Just like that, a path opens where there wasn’t one before.
“Go,” Manny says. “Fix it.”
My lungs finally remember how to work.
I nod once. Not a thank-you. A promise.
Crew members move around me like I’m invisible and in the way at the same time. Headsets crackle. Someone curses softly. I’m handed a mic pack.
A woman with a clipboard glances at me, then away, like eye contact is illegal. Another guy checks my mic pack twice, fingers brisk and careful, like he’s handling something that could explode.
“Thirty seconds,” someone calls.
My heart kicks hard against my ribs. Not fear. Not exactly.
It’s the same charge I get before kickoff. That sharp, humming readiness. The moment before the snap when the world narrows and all that exists is what you’re about to do.
Except this time, I can’t brute-force my way through it.

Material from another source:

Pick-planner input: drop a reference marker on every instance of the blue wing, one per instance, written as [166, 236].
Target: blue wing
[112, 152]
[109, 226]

I stand just off the curtain, close enough to hear the crowd breathe. It’s a living thing out there. Forty thousand people, buzzing, waiting, unaware they’re about to become witnesses instead of spectators.
I roll my shoulders once. Flex my hands. They’re steady.
Good.
I’m not afraid of the cameras. I’ve been dissected in public before. Twisted. Lied about. Survived it.
What scares me is simpler.
Losing her again.
I picture Lila the way she looked the last time I saw her. Chin lifted. Eyes too bright. Holding herself together with sheer will.
She told the truth anyway.
Alone.
I close my eyes and practice the first line under my breath. The one that matters. The one that changes everything.
“I need to say something about my wife.”
The word lands differently than it used to.
Wife.
It doesn’t feel like paperwork. Or pressure. Or a role I’m trying to be worthy of. It feels like a choice. Like hope. Like the future leaning in, asking if I’m brave enough to meet it.
Someone touches my elbow. Manny. Close now. Solid. He doesn’t look at me, just toward the stage.
“She’s ready backstage,” he says. “But we’ll slow her up. The announcer will cue you.”